The photograph plays on many stereotypes. Is the royal in-law now an outlaw, irretrievably linked with the bad crowd? Or will her associations with a fairy-tale wedding and with Princess Diana’s attempt to flee paparazzi in Paris allow her to escape such categorization?
“We see the face of the guy holding the gun,” said Robert Thompson, professor of popular culture at Syracuse University. “All we see is his right eye, and it does look menacing. When you get some context to the photograph, you see that the gun — whether it is real — is aimed at the paparazzi. That gives it a narrative. And, of course, Princess Diana is at the center of that narrative. People remember the paparazzi chasing Dodi [al-Fayed] and Diana the night she was killed.”

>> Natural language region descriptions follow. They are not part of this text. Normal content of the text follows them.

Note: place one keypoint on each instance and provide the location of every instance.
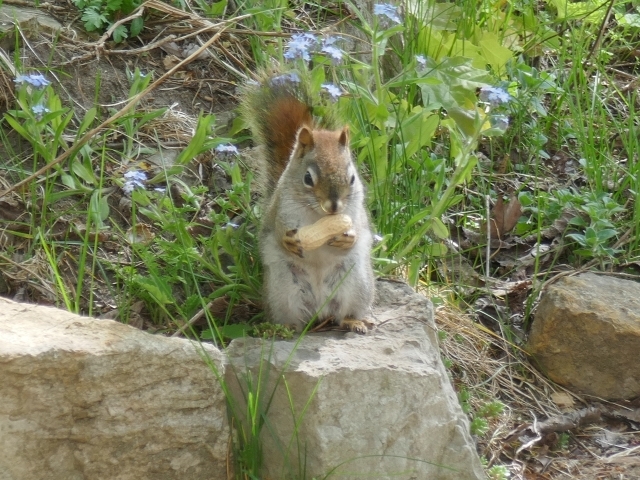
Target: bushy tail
(276, 107)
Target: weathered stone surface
(85, 399)
(30, 20)
(586, 335)
(380, 406)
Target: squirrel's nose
(331, 206)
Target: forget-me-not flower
(328, 47)
(494, 96)
(332, 90)
(387, 10)
(300, 46)
(135, 179)
(35, 79)
(285, 78)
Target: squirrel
(308, 173)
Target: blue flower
(387, 10)
(35, 79)
(300, 46)
(500, 122)
(227, 149)
(494, 96)
(135, 179)
(334, 91)
(39, 109)
(285, 78)
(329, 48)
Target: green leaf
(198, 142)
(81, 171)
(136, 26)
(87, 121)
(113, 5)
(418, 130)
(604, 235)
(93, 19)
(439, 228)
(120, 33)
(68, 181)
(496, 55)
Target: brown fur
(285, 117)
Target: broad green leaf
(87, 121)
(439, 229)
(136, 26)
(81, 171)
(496, 55)
(120, 33)
(418, 130)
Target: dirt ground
(89, 72)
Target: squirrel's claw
(291, 242)
(346, 240)
(356, 326)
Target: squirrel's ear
(305, 138)
(344, 137)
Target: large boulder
(84, 399)
(586, 335)
(376, 406)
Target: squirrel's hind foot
(346, 240)
(356, 326)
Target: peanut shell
(315, 235)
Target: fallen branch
(90, 134)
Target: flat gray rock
(86, 399)
(586, 335)
(375, 406)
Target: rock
(586, 335)
(95, 399)
(379, 406)
(30, 20)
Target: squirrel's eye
(308, 179)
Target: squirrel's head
(327, 170)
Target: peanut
(315, 235)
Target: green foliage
(99, 15)
(498, 472)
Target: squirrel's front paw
(291, 241)
(345, 240)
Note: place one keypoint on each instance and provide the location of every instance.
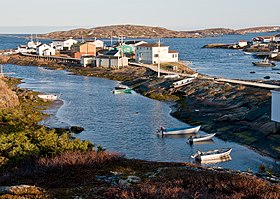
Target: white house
(275, 106)
(98, 43)
(276, 38)
(111, 61)
(45, 50)
(60, 44)
(152, 53)
(242, 43)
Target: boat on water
(121, 90)
(264, 62)
(213, 154)
(180, 130)
(200, 138)
(183, 82)
(48, 97)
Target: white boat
(247, 53)
(48, 97)
(212, 155)
(264, 62)
(199, 138)
(183, 82)
(121, 90)
(180, 130)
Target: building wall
(275, 106)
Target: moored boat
(213, 154)
(183, 82)
(180, 130)
(120, 90)
(264, 62)
(48, 97)
(199, 138)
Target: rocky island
(136, 31)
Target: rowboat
(212, 155)
(265, 62)
(180, 130)
(48, 97)
(121, 90)
(183, 82)
(199, 138)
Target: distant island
(137, 31)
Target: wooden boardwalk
(233, 81)
(54, 58)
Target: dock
(54, 58)
(233, 81)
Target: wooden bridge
(233, 81)
(53, 58)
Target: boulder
(76, 129)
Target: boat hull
(181, 131)
(122, 91)
(213, 155)
(48, 97)
(201, 139)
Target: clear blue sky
(40, 16)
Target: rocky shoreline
(113, 176)
(236, 113)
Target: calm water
(125, 123)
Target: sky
(42, 16)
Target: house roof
(150, 45)
(172, 51)
(112, 52)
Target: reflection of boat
(180, 130)
(212, 155)
(265, 62)
(182, 82)
(48, 97)
(120, 90)
(199, 138)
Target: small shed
(275, 106)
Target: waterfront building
(45, 50)
(88, 60)
(152, 53)
(275, 106)
(242, 43)
(111, 61)
(80, 49)
(276, 38)
(61, 44)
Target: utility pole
(158, 57)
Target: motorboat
(200, 138)
(179, 130)
(212, 155)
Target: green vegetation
(21, 137)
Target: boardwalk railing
(54, 58)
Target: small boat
(183, 82)
(180, 130)
(265, 62)
(199, 138)
(48, 97)
(120, 90)
(212, 155)
(247, 53)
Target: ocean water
(127, 123)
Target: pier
(54, 58)
(233, 81)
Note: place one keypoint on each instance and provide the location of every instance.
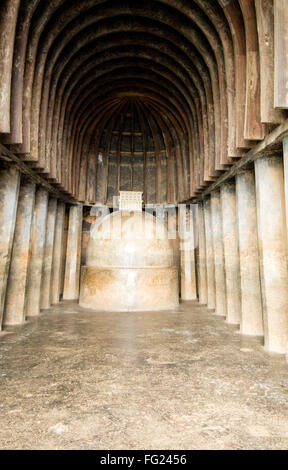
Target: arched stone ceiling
(188, 70)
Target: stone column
(72, 268)
(210, 268)
(202, 268)
(272, 236)
(220, 284)
(57, 255)
(231, 252)
(14, 312)
(32, 307)
(285, 162)
(187, 247)
(9, 191)
(48, 255)
(251, 302)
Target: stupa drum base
(129, 289)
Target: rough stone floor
(75, 379)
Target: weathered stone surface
(251, 302)
(9, 190)
(272, 235)
(73, 254)
(33, 290)
(211, 301)
(132, 289)
(231, 253)
(14, 313)
(45, 297)
(187, 251)
(57, 261)
(220, 284)
(202, 266)
(130, 265)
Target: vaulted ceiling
(158, 96)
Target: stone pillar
(57, 255)
(285, 162)
(72, 268)
(220, 284)
(251, 302)
(202, 268)
(48, 255)
(14, 313)
(231, 252)
(187, 247)
(33, 290)
(9, 191)
(272, 236)
(210, 268)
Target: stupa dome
(129, 265)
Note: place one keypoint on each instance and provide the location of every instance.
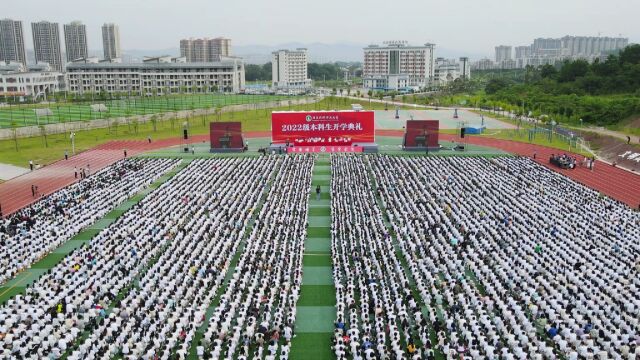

The photo frames cultural contradictions. Celebrities “may hate the paparazzi,” Thompson said. “On the other hand, the paparazzi are part of the machine that makes them famous.”
And the public depends on the paparazzi to feed its appetite for celebrity news. “We want to see the pictures in Us Weekly, in People magazine and OK magazine,” Thompson said. “There is this dysfunctional relationship between the paparazzi and us.”
Details of what happened in that car are still emerging. According to reports, Middleton and the driver — identified in Us Weekly as Romain Rabillard, 36, a lawyer known to hang out with Paris’s chic crowd — were questioned by city police. No charges have been filed.
Paul Harrison, royal correspondent for Sky News in London, told a television reporter that Paris police are investigating the incident, a potential crime in France that could bring a two-year sentence if the gun was a toy and seven years if it was real.
“St. James’s Palace is not saying anything” because Middleton is not a member of the royal family, Harrison said.
“When you reach a certain level of celebrity, it should be obvious to you or your team that being around guns is a pretty dicey thing,” said Jim Bates, a member of Sitrick and Company, a Los Angeles-based firm that handles crisis management for celebrities. “Being around guns in a loose way and in a casual way is an invitation for disaster for your image.”
Middleton has reportedly not made a public comment on the incident. But experts who often advise celebrities caught in sticky situations would advise her to get her side of the story out quickly.
“It would be a good idea to express remorse,” Bates said, “and say it does not convey who she is, and then in the future make sure she stays away from incidents like this one.”
Allan Mayer, principal partner of 42West, a public relations firm based in Los Angeles and New York, said: “People like to think of crisis management as this dark art used to solve a problem. . . . When a client does something wrong and is unwilling to own up to that act, there is nothing that can be done.”
Middleton could easily play on the sympathy of her fans. “When you think about a royal being pursued in a car, people remember what happened to Princess Diana,” Mayer said. “And one could say, ‘I’m not surprised one driving her in the car might be moved to some response.’ ”
On the other hand, Mayer added, “If she appears to be laughing and enjoying herself in the picture, that would make it more difficult to make that connection.”
The last in the series of photos shows Middleton and her friends driving away. Through the windshield, they look jovial.